İlhan Siyahtaş/Rıdvan Can
AK Parti Genel Başkanı ve Başbakan Ahmet Davutoğlu, seçim mitingine Van'da devam etti. Partisinin Beşyol Ferit Melen Meydanı'nda düzenlenen mitingine katılmak üzere özel uçakla Van’a gelen Davutoğlu Aşağı Norşin Cami'nde Cuma namazını partililer ile birlikte kıldı. Başbakan Davutoğlu daha sonra bir otelde düzenlenen öğlen yemeğine katıldı.
Konuşmasına Van'ın ilçelerine selam göndererek başlayan AK Parti Genel Başkanı ve Başbakan Ahmet Davutoğlu, 7 Haziran'a doğru giderken 'çözüm süreci nihai aşamasına gelsin, silahlar bırakılsın' dediklerini ancak karşılarında cephe oluştuğunu ifade ederek, "Kılıçdaroğlu, 'İsrail ile niye dost değiliz' diye sorar, HDP Eş Başkanı da 'Kudüs Yahudilerin mekanıdır' der. Biri beyaz Türk, biri beyaz Kürt, anlamazlar bizim halimizi" diye konuştu.
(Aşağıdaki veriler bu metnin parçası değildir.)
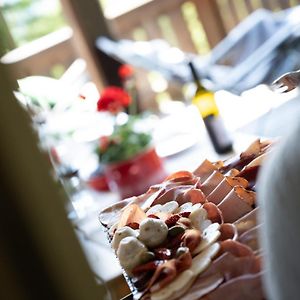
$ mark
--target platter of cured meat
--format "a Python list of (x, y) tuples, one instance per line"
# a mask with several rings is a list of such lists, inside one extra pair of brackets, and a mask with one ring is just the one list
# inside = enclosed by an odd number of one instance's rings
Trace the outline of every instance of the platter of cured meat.
[(256, 182), (270, 141), (100, 212), (134, 299), (265, 299)]

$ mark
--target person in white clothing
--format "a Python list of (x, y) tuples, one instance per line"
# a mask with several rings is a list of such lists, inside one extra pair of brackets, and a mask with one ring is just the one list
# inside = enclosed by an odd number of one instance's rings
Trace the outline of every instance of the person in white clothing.
[(258, 180), (268, 300), (300, 299), (300, 116), (295, 123), (270, 153)]

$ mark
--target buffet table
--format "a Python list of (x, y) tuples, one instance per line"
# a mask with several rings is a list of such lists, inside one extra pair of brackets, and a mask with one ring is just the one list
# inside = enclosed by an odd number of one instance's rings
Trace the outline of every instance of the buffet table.
[[(164, 136), (161, 139), (164, 143), (157, 144), (157, 151), (163, 157), (169, 174), (178, 170), (193, 171), (205, 158), (210, 161), (224, 160), (240, 153), (257, 137), (277, 138), (284, 134), (284, 130), (288, 129), (286, 124), (291, 123), (290, 120), (300, 110), (297, 90), (276, 95), (264, 86), (248, 91), (242, 97), (220, 91), (217, 93), (217, 102), (226, 127), (234, 138), (234, 151), (217, 155), (195, 110), (192, 107), (181, 109), (160, 120), (161, 124), (165, 123), (166, 129), (172, 128), (169, 141)], [(180, 126), (170, 127), (171, 124)], [(174, 130), (177, 130), (177, 134)], [(186, 145), (180, 143), (183, 140)], [(174, 145), (180, 147), (176, 149)], [(73, 211), (70, 219), (96, 277), (113, 293), (112, 297), (119, 299), (130, 291), (98, 221), (99, 211), (117, 201), (119, 196), (115, 193), (84, 189), (71, 199)]]

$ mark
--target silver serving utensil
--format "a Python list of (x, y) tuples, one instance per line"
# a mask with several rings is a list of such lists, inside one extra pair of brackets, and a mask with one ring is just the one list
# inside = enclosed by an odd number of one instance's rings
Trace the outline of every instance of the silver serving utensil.
[(300, 70), (283, 74), (271, 84), (271, 89), (277, 93), (286, 93), (298, 86), (300, 86)]

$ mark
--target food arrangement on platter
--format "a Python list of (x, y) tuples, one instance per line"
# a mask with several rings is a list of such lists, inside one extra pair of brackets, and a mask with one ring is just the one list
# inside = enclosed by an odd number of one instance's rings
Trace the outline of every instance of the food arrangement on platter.
[(256, 179), (270, 141), (204, 160), (99, 219), (134, 299), (264, 299)]

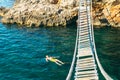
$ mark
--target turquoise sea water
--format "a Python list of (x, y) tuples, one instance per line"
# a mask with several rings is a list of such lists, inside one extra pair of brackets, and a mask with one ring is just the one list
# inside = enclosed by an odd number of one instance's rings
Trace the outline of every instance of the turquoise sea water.
[[(0, 24), (0, 80), (65, 80), (75, 28), (24, 28)], [(66, 64), (43, 63), (45, 55)], [(57, 79), (56, 79), (57, 78)]]
[[(11, 7), (13, 1), (0, 0), (0, 6)], [(119, 29), (95, 29), (100, 62), (114, 80), (120, 79), (119, 35)], [(65, 80), (75, 37), (76, 27), (73, 25), (26, 28), (0, 23), (0, 80)], [(55, 56), (65, 65), (46, 63), (43, 61), (45, 55)]]
[(95, 41), (100, 62), (114, 80), (120, 80), (120, 29), (95, 30)]

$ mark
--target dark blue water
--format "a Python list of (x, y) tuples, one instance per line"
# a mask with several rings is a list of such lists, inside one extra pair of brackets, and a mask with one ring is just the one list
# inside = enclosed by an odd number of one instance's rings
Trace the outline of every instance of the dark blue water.
[[(13, 1), (0, 0), (0, 6), (11, 7)], [(75, 26), (68, 27), (26, 28), (0, 23), (0, 80), (65, 80), (76, 37)], [(120, 79), (119, 35), (119, 29), (95, 29), (100, 62), (114, 80)], [(46, 55), (65, 65), (45, 62)]]

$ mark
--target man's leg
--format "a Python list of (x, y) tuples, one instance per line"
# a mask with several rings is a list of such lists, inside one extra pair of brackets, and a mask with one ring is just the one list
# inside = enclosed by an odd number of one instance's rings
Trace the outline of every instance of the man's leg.
[(60, 60), (57, 60), (57, 62), (59, 62), (59, 63), (61, 63), (61, 64), (64, 64), (62, 61), (60, 61)]

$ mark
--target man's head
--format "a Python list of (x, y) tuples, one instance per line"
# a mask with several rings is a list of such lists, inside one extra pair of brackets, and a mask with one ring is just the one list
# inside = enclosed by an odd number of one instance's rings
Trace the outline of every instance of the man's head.
[(48, 58), (49, 56), (48, 55), (46, 55), (46, 58)]

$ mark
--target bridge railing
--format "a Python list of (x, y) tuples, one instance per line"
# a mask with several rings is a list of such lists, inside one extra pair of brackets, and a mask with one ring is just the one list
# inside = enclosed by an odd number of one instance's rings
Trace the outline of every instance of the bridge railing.
[[(94, 53), (94, 57), (95, 57), (95, 60), (97, 62), (97, 65), (102, 73), (102, 75), (104, 76), (104, 78), (106, 80), (113, 80), (106, 72), (105, 70), (103, 69), (102, 65), (100, 64), (100, 61), (99, 61), (99, 58), (98, 58), (98, 55), (97, 55), (97, 52), (96, 52), (96, 46), (95, 46), (95, 39), (94, 39), (94, 29), (93, 29), (93, 19), (92, 19), (92, 0), (87, 0), (87, 1), (90, 1), (90, 8), (89, 8), (89, 11), (88, 13), (90, 14), (90, 20), (89, 20), (89, 26), (91, 30), (90, 31), (90, 40), (91, 40), (91, 43), (92, 43), (92, 51)], [(79, 11), (80, 12), (80, 11)], [(78, 13), (80, 15), (80, 13)], [(72, 77), (72, 74), (73, 74), (73, 71), (74, 71), (74, 66), (75, 66), (75, 61), (76, 61), (76, 55), (77, 55), (77, 49), (78, 49), (78, 37), (79, 37), (79, 28), (80, 26), (77, 27), (77, 35), (76, 35), (76, 43), (75, 43), (75, 49), (74, 49), (74, 55), (73, 55), (73, 59), (72, 59), (72, 63), (71, 63), (71, 67), (70, 67), (70, 70), (69, 70), (69, 73), (67, 75), (67, 78), (66, 80), (71, 80), (71, 77)]]
[(67, 75), (66, 80), (71, 80), (71, 77), (72, 77), (72, 74), (73, 74), (73, 71), (74, 71), (76, 54), (77, 54), (77, 46), (78, 46), (78, 29), (77, 29), (77, 34), (76, 34), (76, 43), (75, 43), (74, 55), (73, 55), (71, 67), (70, 67), (70, 70), (69, 70), (69, 73)]
[(94, 56), (95, 56), (95, 59), (96, 59), (96, 62), (97, 62), (97, 65), (98, 65), (98, 67), (99, 67), (99, 69), (100, 69), (100, 71), (101, 71), (101, 73), (102, 73), (102, 75), (104, 76), (104, 78), (106, 79), (106, 80), (113, 80), (106, 72), (105, 72), (105, 70), (103, 69), (103, 67), (102, 67), (102, 65), (101, 65), (101, 63), (100, 63), (100, 61), (99, 61), (99, 58), (98, 58), (98, 55), (97, 55), (97, 51), (96, 51), (96, 46), (95, 46), (95, 39), (94, 39), (94, 29), (93, 29), (93, 19), (92, 19), (92, 1), (91, 1), (91, 11), (90, 11), (91, 13), (91, 40), (92, 40), (92, 44), (93, 44), (93, 51), (94, 51)]

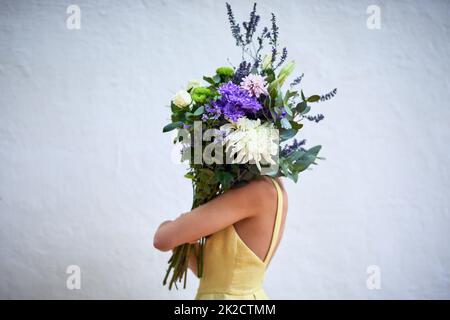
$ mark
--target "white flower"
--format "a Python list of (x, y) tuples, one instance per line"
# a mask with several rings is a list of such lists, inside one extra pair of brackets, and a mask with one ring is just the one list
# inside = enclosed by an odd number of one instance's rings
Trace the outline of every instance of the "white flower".
[(172, 102), (179, 108), (186, 107), (191, 104), (192, 98), (186, 90), (178, 91), (172, 98)]
[(226, 132), (225, 151), (228, 153), (231, 149), (231, 154), (236, 154), (234, 163), (254, 161), (260, 171), (262, 161), (276, 164), (272, 156), (278, 155), (278, 130), (272, 123), (261, 124), (260, 119), (242, 117), (220, 129)]
[(199, 81), (199, 80), (191, 80), (191, 81), (188, 82), (186, 90), (189, 91), (191, 89), (200, 87), (201, 85), (202, 85), (201, 81)]

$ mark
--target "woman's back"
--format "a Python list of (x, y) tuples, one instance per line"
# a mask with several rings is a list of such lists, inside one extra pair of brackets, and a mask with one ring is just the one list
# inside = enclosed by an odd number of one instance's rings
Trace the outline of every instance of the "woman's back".
[(275, 179), (252, 184), (247, 192), (257, 192), (259, 203), (255, 205), (260, 208), (259, 213), (207, 238), (196, 299), (268, 299), (262, 285), (284, 230), (287, 196)]
[[(249, 247), (249, 249), (251, 249), (261, 260), (265, 260), (269, 251), (269, 246), (272, 240), (273, 230), (275, 226), (275, 216), (278, 205), (278, 192), (276, 187), (274, 188), (274, 184), (269, 179), (262, 179), (258, 182), (264, 184), (263, 187), (267, 192), (264, 205), (267, 210), (261, 210), (258, 215), (234, 223), (234, 228), (239, 237)], [(275, 242), (275, 251), (278, 248), (284, 232), (284, 225), (288, 210), (287, 193), (281, 181), (276, 180), (276, 182), (278, 182), (278, 186), (281, 189), (283, 206), (281, 213), (281, 226), (278, 233), (278, 239)]]

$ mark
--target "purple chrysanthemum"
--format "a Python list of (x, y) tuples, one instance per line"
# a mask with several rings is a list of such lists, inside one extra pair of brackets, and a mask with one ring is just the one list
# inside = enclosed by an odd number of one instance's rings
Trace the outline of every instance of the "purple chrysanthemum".
[(207, 112), (216, 115), (224, 115), (236, 122), (239, 118), (254, 114), (262, 108), (255, 97), (232, 82), (222, 84), (218, 89), (221, 97), (211, 102), (211, 108)]

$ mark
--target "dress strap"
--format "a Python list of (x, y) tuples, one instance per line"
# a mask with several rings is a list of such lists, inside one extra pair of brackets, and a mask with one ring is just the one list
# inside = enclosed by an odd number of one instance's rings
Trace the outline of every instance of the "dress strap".
[(267, 263), (270, 261), (270, 258), (272, 257), (273, 251), (275, 250), (275, 246), (278, 239), (278, 234), (280, 232), (280, 226), (281, 226), (281, 218), (283, 213), (283, 193), (281, 191), (280, 185), (275, 180), (275, 178), (271, 178), (273, 184), (275, 185), (275, 188), (277, 189), (277, 212), (275, 217), (275, 225), (273, 227), (273, 234), (272, 239), (270, 241), (270, 247), (269, 252), (267, 253), (266, 259), (264, 260), (264, 264), (267, 265)]

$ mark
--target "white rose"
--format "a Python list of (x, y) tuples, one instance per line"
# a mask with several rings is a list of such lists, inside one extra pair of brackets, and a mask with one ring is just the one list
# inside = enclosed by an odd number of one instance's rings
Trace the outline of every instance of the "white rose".
[(188, 82), (186, 90), (189, 91), (190, 89), (200, 87), (201, 85), (202, 83), (199, 80), (191, 80)]
[(186, 90), (178, 91), (172, 98), (172, 102), (179, 108), (184, 108), (191, 104), (192, 98)]

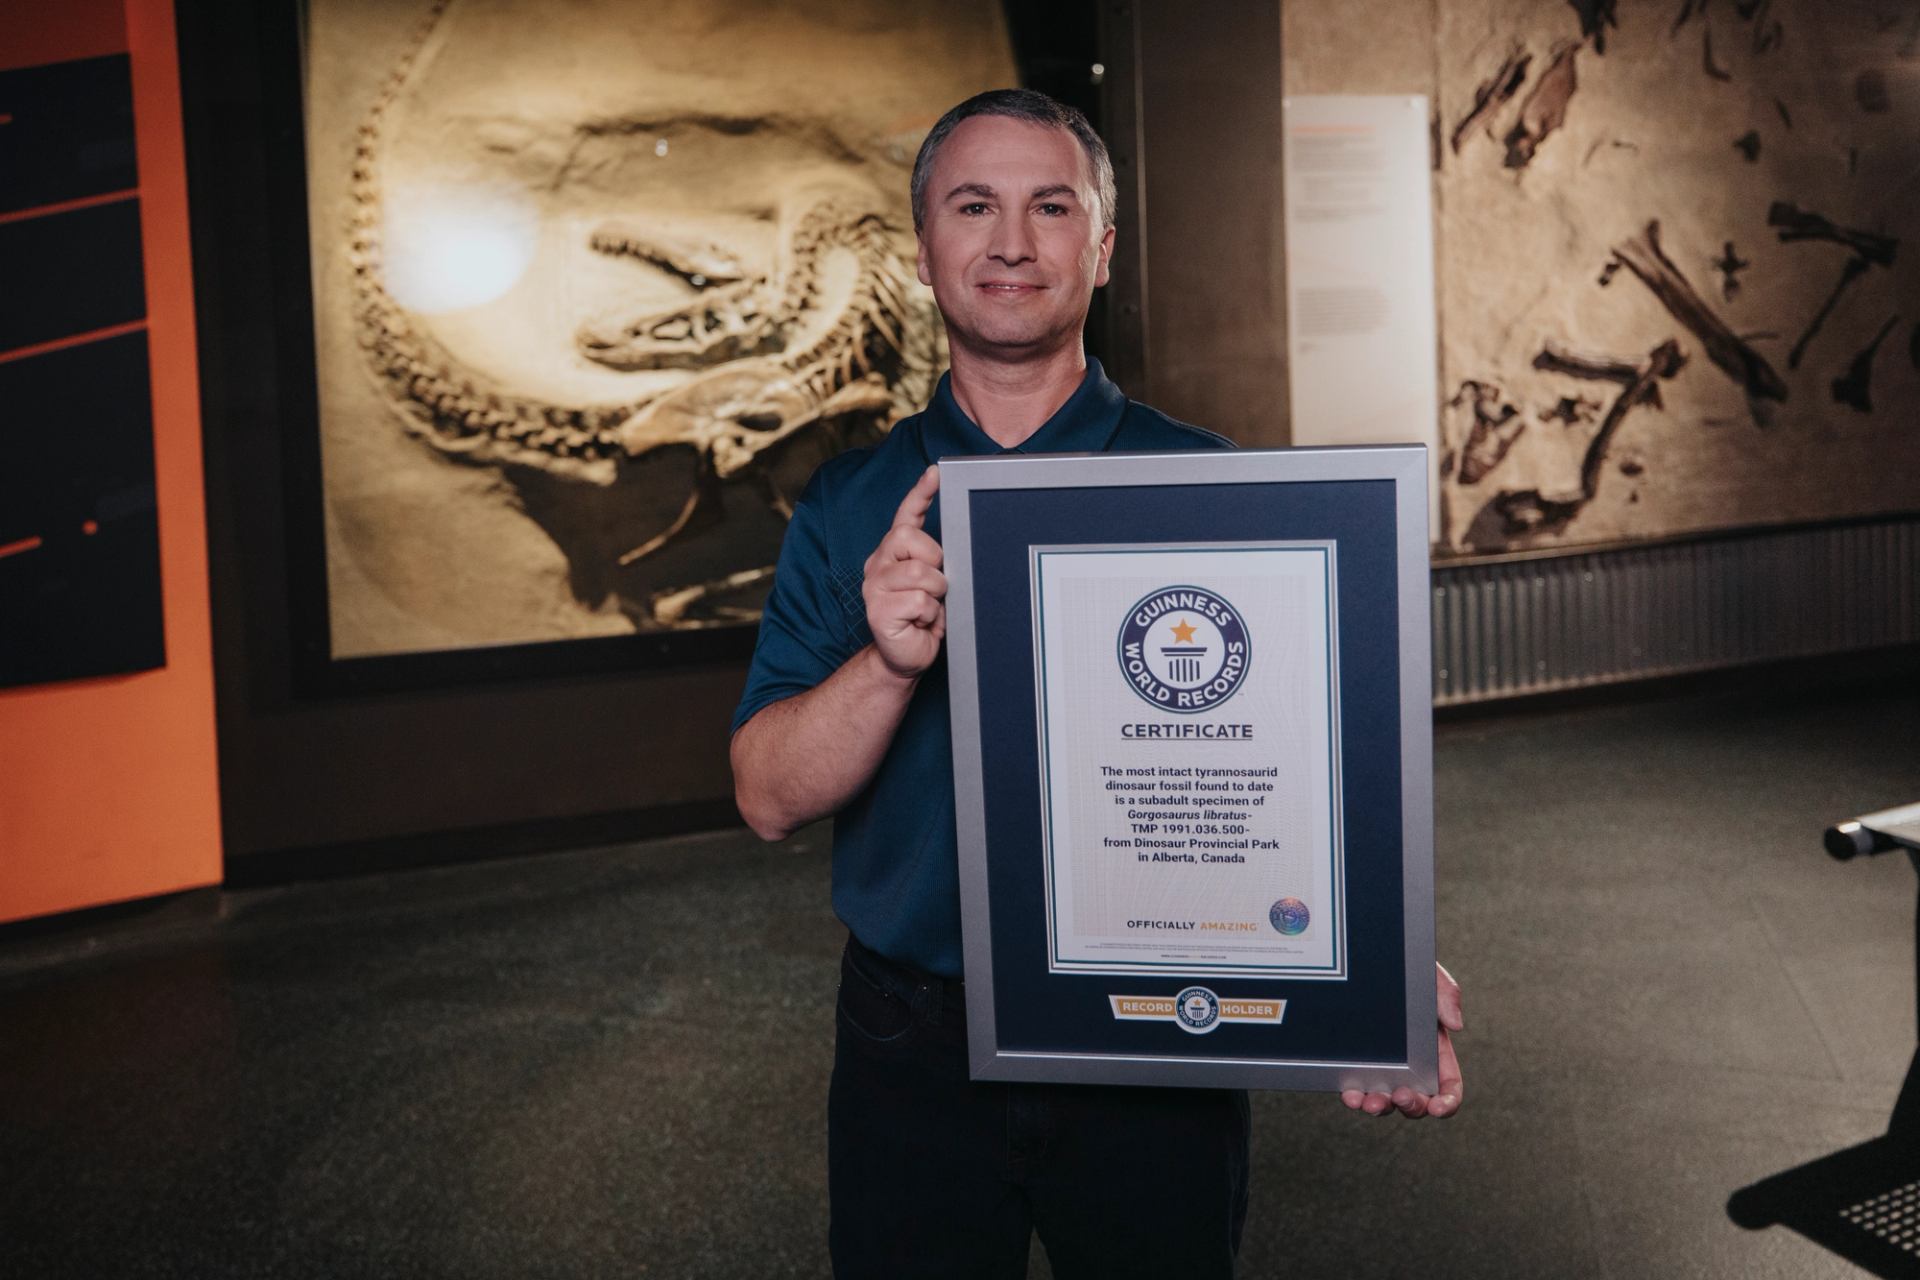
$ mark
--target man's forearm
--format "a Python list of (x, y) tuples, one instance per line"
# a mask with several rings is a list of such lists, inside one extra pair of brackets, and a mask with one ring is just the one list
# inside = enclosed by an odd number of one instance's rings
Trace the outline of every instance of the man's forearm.
[(747, 825), (784, 840), (858, 795), (919, 683), (868, 645), (815, 688), (761, 708), (733, 735), (733, 794)]

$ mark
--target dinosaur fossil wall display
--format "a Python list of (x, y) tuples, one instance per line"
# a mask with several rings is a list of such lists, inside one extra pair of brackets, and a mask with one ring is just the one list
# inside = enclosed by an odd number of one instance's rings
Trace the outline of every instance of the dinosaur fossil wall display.
[(1290, 93), (1433, 103), (1445, 550), (1920, 510), (1911, 4), (1282, 15)]
[(316, 0), (336, 657), (757, 617), (812, 468), (944, 365), (907, 174), (968, 0)]

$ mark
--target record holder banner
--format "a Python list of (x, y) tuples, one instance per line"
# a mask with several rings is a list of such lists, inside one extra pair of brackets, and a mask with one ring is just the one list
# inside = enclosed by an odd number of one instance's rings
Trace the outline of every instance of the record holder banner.
[(1433, 1091), (1426, 450), (940, 472), (974, 1077)]

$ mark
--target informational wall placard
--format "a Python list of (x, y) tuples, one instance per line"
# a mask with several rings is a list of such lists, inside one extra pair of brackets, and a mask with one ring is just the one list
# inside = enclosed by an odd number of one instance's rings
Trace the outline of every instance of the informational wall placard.
[[(1293, 96), (1282, 119), (1293, 443), (1424, 444), (1437, 461), (1427, 99)], [(1438, 486), (1436, 469), (1434, 538)]]
[(1035, 547), (1055, 973), (1345, 973), (1328, 542)]

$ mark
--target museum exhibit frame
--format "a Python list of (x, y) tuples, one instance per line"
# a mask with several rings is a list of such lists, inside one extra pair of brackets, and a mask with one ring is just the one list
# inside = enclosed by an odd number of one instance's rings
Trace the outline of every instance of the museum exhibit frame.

“Bediüzzaman'a selam olsun”
Van'a sık sık geldiğini ve Konya'ya giderken ne hissediyorsa Van'a gelirken de onu hissettiğini belirten Davutoğlu, "Şehri Van şehri irfandır. Van, irfan diyarıdır. Rabbine secde eder gibi duran Süphan Dağı'na selam olsun. Hazreti Mevlana'nın, Yunus Emre'nin manevi kardeşlerine, Feqiye Teyran'a, Ahmedi Hani'ye, Abdülhekim Arvasi'ye, Fehim Arvasi'ye selam olsun. İşgalden sonra buraya gelip hüzünle ağlayan Bediüzzaman'a selam olsun. Sarıkamış'a doğru yürüyen 120 gence selam olsun. 'Vanlıyam hem şanlıyam, kılıcı kanlıyam, özüm sözüm birdir benim, ben bu yurda bağlıyam' diyen o genç şehitlere selam olsun" dedi.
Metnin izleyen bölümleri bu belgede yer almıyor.